Ieri a mezzogiorno, in una sala gremita di studenti, cittadini e curiosi, si è svolta la cerimonia di distruzione del Mandala, un’opera d’arte fatta di sabbie colorate e caratterizzata da figure di animali, esseri umani e simboli tibetani. Dopo aver recitato le preghiere di rito, i quattro monaci hanno “cancellato” l’opera, spostando con dei pennelli tutte le sabbie verso il centro e consegnando poi ai presenti un sacchettino contenente la sabbia utilizzata, che equivale ad una sorta di benedizione nei rituali buddisti.
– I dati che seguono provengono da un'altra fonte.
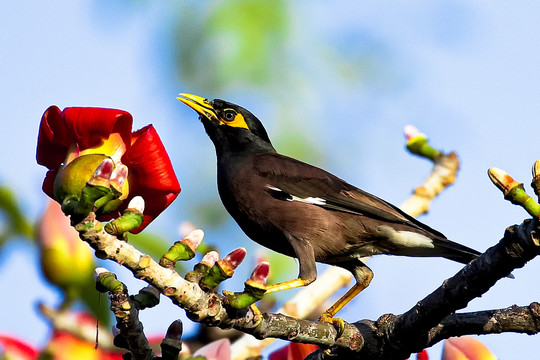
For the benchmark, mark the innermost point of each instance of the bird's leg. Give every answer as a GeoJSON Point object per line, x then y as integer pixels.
{"type": "Point", "coordinates": [363, 276]}
{"type": "Point", "coordinates": [308, 269]}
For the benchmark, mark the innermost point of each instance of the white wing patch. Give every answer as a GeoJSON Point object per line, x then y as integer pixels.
{"type": "Point", "coordinates": [406, 239]}
{"type": "Point", "coordinates": [290, 197]}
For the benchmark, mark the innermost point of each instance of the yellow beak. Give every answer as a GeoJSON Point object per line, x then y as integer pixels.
{"type": "Point", "coordinates": [199, 104]}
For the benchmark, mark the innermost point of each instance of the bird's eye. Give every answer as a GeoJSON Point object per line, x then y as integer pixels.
{"type": "Point", "coordinates": [229, 115]}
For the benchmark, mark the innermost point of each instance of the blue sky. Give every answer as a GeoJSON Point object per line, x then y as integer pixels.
{"type": "Point", "coordinates": [465, 73]}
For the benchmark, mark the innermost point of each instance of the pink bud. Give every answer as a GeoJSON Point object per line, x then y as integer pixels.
{"type": "Point", "coordinates": [261, 272]}
{"type": "Point", "coordinates": [210, 258]}
{"type": "Point", "coordinates": [235, 257]}
{"type": "Point", "coordinates": [194, 238]}
{"type": "Point", "coordinates": [137, 203]}
{"type": "Point", "coordinates": [104, 169]}
{"type": "Point", "coordinates": [119, 176]}
{"type": "Point", "coordinates": [411, 132]}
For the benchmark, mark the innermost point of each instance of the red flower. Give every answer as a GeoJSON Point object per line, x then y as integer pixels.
{"type": "Point", "coordinates": [466, 348]}
{"type": "Point", "coordinates": [68, 134]}
{"type": "Point", "coordinates": [13, 348]}
{"type": "Point", "coordinates": [293, 351]}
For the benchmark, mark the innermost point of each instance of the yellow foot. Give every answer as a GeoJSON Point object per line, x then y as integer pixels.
{"type": "Point", "coordinates": [338, 323]}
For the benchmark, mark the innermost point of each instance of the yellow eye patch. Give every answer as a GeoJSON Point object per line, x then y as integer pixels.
{"type": "Point", "coordinates": [233, 118]}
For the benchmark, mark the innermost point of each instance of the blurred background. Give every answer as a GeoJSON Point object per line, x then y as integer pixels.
{"type": "Point", "coordinates": [334, 85]}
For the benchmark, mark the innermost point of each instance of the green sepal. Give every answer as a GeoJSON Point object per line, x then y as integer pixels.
{"type": "Point", "coordinates": [216, 275]}
{"type": "Point", "coordinates": [199, 271]}
{"type": "Point", "coordinates": [130, 220]}
{"type": "Point", "coordinates": [107, 282]}
{"type": "Point", "coordinates": [419, 145]}
{"type": "Point", "coordinates": [252, 293]}
{"type": "Point", "coordinates": [180, 251]}
{"type": "Point", "coordinates": [517, 196]}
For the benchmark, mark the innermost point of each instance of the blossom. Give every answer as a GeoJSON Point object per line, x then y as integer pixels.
{"type": "Point", "coordinates": [466, 348]}
{"type": "Point", "coordinates": [65, 135]}
{"type": "Point", "coordinates": [293, 351]}
{"type": "Point", "coordinates": [66, 261]}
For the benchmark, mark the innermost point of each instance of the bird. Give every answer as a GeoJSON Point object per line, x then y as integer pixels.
{"type": "Point", "coordinates": [305, 212]}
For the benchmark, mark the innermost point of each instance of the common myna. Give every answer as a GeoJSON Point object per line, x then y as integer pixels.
{"type": "Point", "coordinates": [305, 212]}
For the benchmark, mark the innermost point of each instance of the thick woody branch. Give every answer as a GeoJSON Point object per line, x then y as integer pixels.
{"type": "Point", "coordinates": [430, 320]}
{"type": "Point", "coordinates": [518, 319]}
{"type": "Point", "coordinates": [390, 337]}
{"type": "Point", "coordinates": [208, 307]}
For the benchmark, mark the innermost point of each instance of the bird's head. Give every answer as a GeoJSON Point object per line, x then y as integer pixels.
{"type": "Point", "coordinates": [229, 126]}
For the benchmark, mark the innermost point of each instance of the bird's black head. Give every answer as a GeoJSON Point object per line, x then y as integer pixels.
{"type": "Point", "coordinates": [229, 126]}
La cerimonia di distruzione del Mandala, per la cui realizzazione i quattro monaci hanno lavorato per tre intere giornate, dopo aver preparato in India le sabbie per un altra settimana, è stata anticipata da un dibattito nel quale i 4 monaci tibetani, provenienti dal monastero Gyud Med Tara Temple in India, insieme a Gelek Yakar, direttore del “Centro di cultura tibetana in Italia” hanno risposto alle domande degli studenti e del pubblico. Introdotti dall’assessore Tatiana Pais Becher, con la traduzione di Yakar che, nato in India da genitori tibetani, da dieci anni vive a Milano, i monaci hanno spiegato i significati del Mandala, ricordando il viaggio che hanno compiuto intorno ai 17 anni per scappare dal Tibet e andare in India a studiare la filosofia, la cultura e la tradizione del loro popolo.
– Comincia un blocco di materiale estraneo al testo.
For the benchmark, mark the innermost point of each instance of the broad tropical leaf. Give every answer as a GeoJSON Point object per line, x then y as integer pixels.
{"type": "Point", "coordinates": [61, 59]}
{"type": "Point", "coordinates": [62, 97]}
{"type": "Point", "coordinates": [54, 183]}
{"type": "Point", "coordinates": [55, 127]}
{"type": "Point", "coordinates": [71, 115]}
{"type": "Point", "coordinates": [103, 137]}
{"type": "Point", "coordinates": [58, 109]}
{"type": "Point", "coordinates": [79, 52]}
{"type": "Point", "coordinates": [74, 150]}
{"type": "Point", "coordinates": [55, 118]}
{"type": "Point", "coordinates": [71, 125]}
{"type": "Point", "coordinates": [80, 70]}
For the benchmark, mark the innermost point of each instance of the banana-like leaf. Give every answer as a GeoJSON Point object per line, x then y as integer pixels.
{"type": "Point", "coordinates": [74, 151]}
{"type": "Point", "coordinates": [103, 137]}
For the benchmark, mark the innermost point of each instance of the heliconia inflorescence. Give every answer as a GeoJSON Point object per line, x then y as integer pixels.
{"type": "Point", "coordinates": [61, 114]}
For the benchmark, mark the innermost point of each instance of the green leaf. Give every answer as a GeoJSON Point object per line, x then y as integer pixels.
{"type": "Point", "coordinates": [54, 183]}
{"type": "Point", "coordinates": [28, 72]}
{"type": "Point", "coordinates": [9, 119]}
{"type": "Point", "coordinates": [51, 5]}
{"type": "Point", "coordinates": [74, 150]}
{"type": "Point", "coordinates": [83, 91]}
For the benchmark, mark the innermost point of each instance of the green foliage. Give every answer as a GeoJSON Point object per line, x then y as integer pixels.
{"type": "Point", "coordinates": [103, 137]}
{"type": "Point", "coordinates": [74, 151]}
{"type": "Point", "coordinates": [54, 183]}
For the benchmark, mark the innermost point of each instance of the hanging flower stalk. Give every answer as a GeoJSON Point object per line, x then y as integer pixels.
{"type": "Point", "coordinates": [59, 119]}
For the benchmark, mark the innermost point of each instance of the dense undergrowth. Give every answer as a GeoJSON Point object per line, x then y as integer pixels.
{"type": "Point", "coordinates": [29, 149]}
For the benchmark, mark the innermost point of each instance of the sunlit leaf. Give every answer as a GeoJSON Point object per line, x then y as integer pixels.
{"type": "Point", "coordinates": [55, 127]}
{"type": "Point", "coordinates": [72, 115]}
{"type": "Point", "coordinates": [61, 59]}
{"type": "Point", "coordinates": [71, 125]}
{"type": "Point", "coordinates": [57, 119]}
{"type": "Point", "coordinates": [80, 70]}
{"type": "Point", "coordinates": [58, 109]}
Hanno camminato per un mese di notte, attraversando le montagne del Tibet e il Nepal, prima di arrivare in India, con il rischio di morire se scoperti dalla polizia del regime cinese. Yakar ha sottolineato che i tibetani scappano dal loro paese, occupato militarmente dalla Cina nel 1959, per trovare quella libertà che manca in Tibet, dove anche i monasteri sono controllati. «Stiamo cercando di avere una convivenza pacifica con il governo cinese, ma finché ci sarà questo regime sarà impossibile», spiega Yakar «Abbiamo una terra da dividere con la Cina. Cerchiamo un’autonomia, non l’indipendenza».
Durante il dibattito è stato anche proiettato uno stralcio del film, curato dallo stesso Gelek Yakar, “The forbidden team”, sulla squadra di calcio del Tibet, allenata da un tecnico danese.